新青年麻醉论坛
标题: What is Your MH IQ? 你的恶性高热(MH) 智商是多少? [打印本页]
作者: apsf 时间: 2015-7-14 19:20
标题: What is Your MH IQ? 你的恶性高热(MH) 智商是多少?
What is Your MH IQ?
你的恶性高热(MH) 智商是多少?
by Charles B, Watson, MD, FCCM, and Barbara W. Brandom, MD
http://www.apsf.org/newsletters/html/2015/June/01_MHIQ.htm
张晓燕医师 译(美国加州洛杉矶, email: [email protected])
胡宗元医师 审校、加表并编辑 (《北美醫訊》美国宾州费城)
曹锡清医师 审校 (美国华盛顿特区)
致谢彭勇刚医师(美国佛州盖恩斯维尔)、谷峰医师(美国麻州波士顿)协助
Anesthesia Patient Safety Foundation(麻醉患者安全基金会) 同意翻译发表
Question Your Understanding of MH:
The anesthesia community has the best understanding of Malignant Hyperthermia [MH] because it is a genetically determined illness that is most often recognized during or immediately after anesthesia with the potent inhalational agents and/or administration of succinylcholine.
Moreover, a specific antidote for the MH crisis has been available since the late 1970s, dantrolene sodium. Now dantrolene and other necessary elements needed for emergency treatment of an MH episode are immediately available to anesthesia staff at most hospital and outpatient anesthetizing areas where triggering agents are employed.
Death during an MH crisis has undoubtedly decreased since the entity was first identified in the middle of the last century because of anesthesia care givers’ increased awareness and ability to treat the crisis.
问自己:对恶性高热知多少?
普遍认为麻醉业内对恶性高热(MH)了解最多,因为它是一种在麻醉期间或麻醉后立即被麻醉医生识别的遗传疾病,它的发病是由于单独使用强效吸入全麻药物, 或同时并用肌松剂琥珀酰胆碱的结果。
此外,自20世纪70年代末, 对抗MH危象的特效解毒剂丹曲林钠已经用于临床。目前,在凡是可能使用诱发MH危象麻醉剂的大多数医院和门诊手术区域, 都备有丹曲林和相应抢救器材,以备麻醉人员应急使用。
自从上世纪中叶首次确诊MH危象以来, 由于麻醉人员对MH危象的认识和处理的能力不断提高, MH的死亡率无疑已经降低了。
Your MH “IQ”? 你的恶性高热“智商”?
Test yourself with the following statements.
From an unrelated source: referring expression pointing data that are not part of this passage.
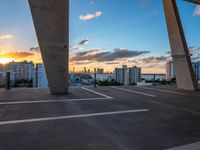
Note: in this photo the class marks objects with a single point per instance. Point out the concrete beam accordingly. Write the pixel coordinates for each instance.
(51, 20)
(194, 1)
(181, 58)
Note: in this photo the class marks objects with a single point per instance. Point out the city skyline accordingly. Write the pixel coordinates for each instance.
(95, 40)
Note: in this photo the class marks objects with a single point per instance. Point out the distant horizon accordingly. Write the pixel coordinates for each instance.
(132, 33)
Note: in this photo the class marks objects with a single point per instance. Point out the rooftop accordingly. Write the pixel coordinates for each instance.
(103, 118)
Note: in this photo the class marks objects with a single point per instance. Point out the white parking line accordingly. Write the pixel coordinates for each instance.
(52, 101)
(105, 97)
(162, 90)
(97, 93)
(193, 146)
(71, 116)
(136, 92)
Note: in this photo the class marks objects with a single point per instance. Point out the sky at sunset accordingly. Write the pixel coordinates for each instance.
(103, 33)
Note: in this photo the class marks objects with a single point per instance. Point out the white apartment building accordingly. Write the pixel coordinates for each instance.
(127, 76)
(20, 70)
(170, 73)
(40, 79)
(169, 69)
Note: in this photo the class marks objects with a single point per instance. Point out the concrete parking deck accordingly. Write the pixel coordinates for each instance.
(103, 118)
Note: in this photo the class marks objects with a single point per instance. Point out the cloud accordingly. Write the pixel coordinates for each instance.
(144, 3)
(154, 12)
(35, 49)
(97, 56)
(88, 17)
(16, 55)
(197, 11)
(152, 61)
(6, 37)
(82, 43)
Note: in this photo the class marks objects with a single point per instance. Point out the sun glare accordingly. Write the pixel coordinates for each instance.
(5, 60)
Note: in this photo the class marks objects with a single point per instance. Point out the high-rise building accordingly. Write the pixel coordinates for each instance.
(169, 69)
(100, 70)
(20, 70)
(40, 79)
(127, 76)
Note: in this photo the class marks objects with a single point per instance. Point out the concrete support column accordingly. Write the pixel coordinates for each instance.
(51, 20)
(181, 58)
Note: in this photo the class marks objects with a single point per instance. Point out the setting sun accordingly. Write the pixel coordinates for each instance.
(5, 60)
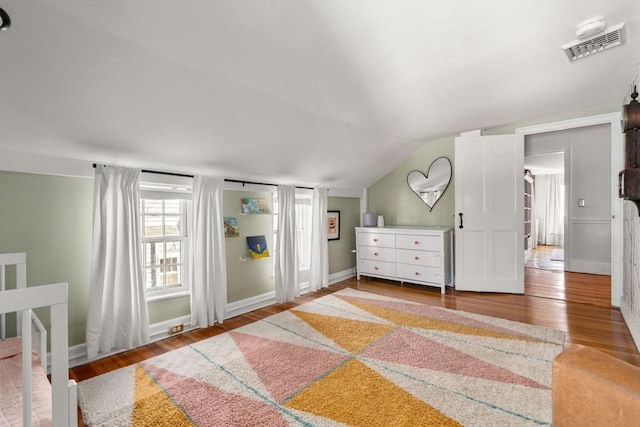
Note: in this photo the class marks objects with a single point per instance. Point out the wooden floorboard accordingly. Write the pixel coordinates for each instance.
(586, 316)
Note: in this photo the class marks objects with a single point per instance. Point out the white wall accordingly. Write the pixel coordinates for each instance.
(588, 177)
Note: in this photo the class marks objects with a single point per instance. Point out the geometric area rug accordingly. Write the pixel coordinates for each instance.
(350, 358)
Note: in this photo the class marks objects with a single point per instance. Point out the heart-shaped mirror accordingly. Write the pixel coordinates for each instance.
(431, 187)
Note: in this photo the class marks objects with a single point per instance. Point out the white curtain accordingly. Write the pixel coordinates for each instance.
(550, 209)
(208, 263)
(287, 286)
(319, 265)
(117, 316)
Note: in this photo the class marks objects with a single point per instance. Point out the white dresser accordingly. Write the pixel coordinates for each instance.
(420, 255)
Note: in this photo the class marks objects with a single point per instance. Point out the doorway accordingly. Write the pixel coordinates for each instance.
(545, 211)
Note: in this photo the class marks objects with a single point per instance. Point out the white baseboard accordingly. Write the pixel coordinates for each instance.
(589, 267)
(633, 324)
(341, 275)
(250, 304)
(160, 330)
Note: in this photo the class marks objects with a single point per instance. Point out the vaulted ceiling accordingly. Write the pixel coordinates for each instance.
(315, 92)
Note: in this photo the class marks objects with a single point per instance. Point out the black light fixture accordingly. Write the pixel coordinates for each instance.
(5, 21)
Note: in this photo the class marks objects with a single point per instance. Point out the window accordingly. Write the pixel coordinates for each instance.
(303, 228)
(164, 243)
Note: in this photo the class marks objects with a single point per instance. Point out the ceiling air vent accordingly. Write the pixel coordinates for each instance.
(582, 48)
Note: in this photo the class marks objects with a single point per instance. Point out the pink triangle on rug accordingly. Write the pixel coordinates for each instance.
(408, 348)
(435, 313)
(285, 368)
(205, 404)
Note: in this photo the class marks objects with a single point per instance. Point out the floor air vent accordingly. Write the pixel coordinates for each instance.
(582, 48)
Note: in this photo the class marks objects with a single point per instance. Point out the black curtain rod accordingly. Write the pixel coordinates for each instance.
(226, 180)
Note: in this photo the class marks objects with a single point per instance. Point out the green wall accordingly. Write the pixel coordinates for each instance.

Are they true or false?
测试你对下面陈述的判断, 是对是错?
1. MH is better understood now, after more than 40 years of anesthesia education, research, and clinical experience, so it is no longer lethal.
FALSE— There may be an improvement in our understanding of MH susceptibility and the MH crisis since it was first identified as a fatal perioperative event with high fever.1 Indeed, one review of MH in New Zealand reported no deaths from MH crisis from a series of more than 120 crises.2
Unfortunately there are still patients dying of MH every year. MH episodes, individuals with positive MH biopsies, and MH-like events have been reported to the North American MH Registry (NAMHR) since 1988.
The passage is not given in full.